PS schlägt Laurette Onkelinx als EU-Kommissarin vor

Die PS-Politikerin Laurette Onkelinx könnte die nächste belgische EU-Kommissarin werden. Wie die RTBF berichtet, haben die frankophonen Sozialisten Onkelinx jedenfalls offiziell für den Posten vorgeschlagen.

Laurette Onkelinx (Bild: Jasper Jacobs/Belga)

Laurette Onkelinx (Bild: Jasper Jacobs/Belga)
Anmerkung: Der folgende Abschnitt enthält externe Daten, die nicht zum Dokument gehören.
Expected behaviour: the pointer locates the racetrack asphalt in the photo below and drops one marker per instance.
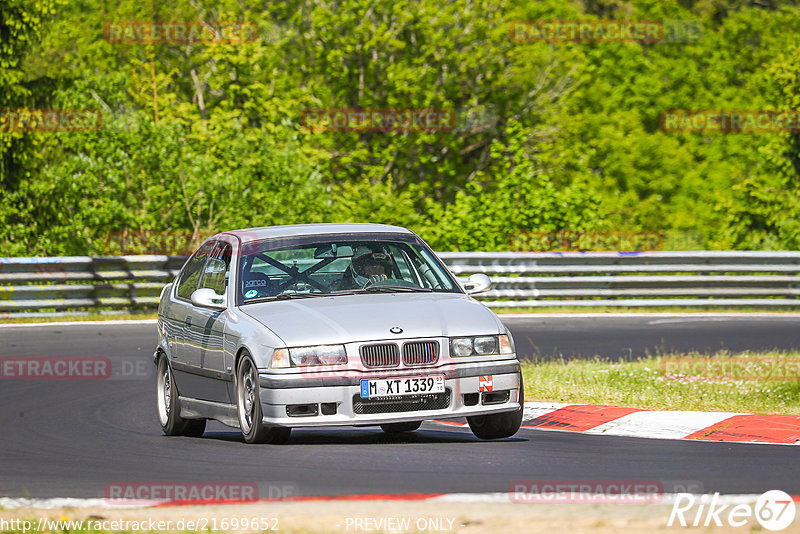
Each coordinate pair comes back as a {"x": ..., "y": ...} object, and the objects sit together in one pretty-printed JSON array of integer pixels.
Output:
[{"x": 73, "y": 438}]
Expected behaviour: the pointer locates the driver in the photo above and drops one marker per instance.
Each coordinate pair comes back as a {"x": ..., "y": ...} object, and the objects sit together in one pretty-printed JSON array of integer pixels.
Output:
[{"x": 370, "y": 266}]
Laurette Onkelinx kann es offensichtlich doch nicht lassen. Eigentlich hatte die PS-Spitzenpolitikerin schon vor Monaten angekündigt, ihre politische Laufbahn nach der diesjährigen Wahl beenden zu wollen. Und doch hatte sie noch die Strippen gezogen bei der Bildung der neuen Brüsseler Regionalregierung. Den Posten der Vorsitzenden der Brüsseler PS-Sektion wird sie aber im Oktober aufgeben.

Und jetzt ist sie also plötzlich Kandidatin ihrer Partei für den Posten der belgischen EU-Kommissarin. Und die PS meint das offensichtlich durchaus ernst.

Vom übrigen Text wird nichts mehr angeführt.